Thursday, February 23, 2006

Bible Thumpers Turn To Women's Health

Apparently bored for now with trying to beat down the much ballyhooed, and largely mythical "gay agenda", the hard-liners in the United States have turned their attention to women's rights - in particular abortion.

The South Dakota legislature has just passed a bill that is designed to make abortion all but illegal - unless the mother's life is endangered.

Apparently, women are supposed to be happy about getting pregnant - no matter the circumstances. A speaker from South Dakota that was on CBC's "As It Happens" when I got home was blatantly ecstatic about launching another confrontation in the courts over the matter, arguing that with two new justices in the US Supreme Court that have been appointed by the Conservative president, George W. Bush.

I shudder at the thought that women are once again being pushed into a situation where they are not able to make their own decisions about their bodies and when they will have children.
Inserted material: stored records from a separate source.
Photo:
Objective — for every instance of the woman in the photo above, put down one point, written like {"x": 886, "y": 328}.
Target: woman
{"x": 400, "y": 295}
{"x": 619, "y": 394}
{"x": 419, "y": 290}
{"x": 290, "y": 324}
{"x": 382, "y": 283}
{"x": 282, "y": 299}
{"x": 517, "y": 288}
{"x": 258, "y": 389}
In a perfect world where rape and domestic violence and men actually respected the wishes of their mates, perhaps the restrictions that South Dakota is proposing might be less odious.

Adult human beings make life decisions every day. Sometimes we regret those decisions; perhaps we may even grieve over what we felt we had to do in an earlier time in our lives. Women are perfectly capable of making those decisions themselves - and that includes the decision over whether or not to end a pregnancy. I can only imagine the horror of a rape survivor that finds herself pregnant as a result. If abortion causes trauma in its aftermath, what about a pregnancy foisted upon a woman by a stranger with a psychotic need for power?

The legislation that is being created in numerous states (South Dakota is the first of several to come) in the United States is about one thing - reinforcing patriarchial control over women. Anti-abortion laws subjugate women to the whims of men, and often to the whims of the worst sort of men - those so twisted by their own misunderstanding of sexuality that it becomes a weapon for them.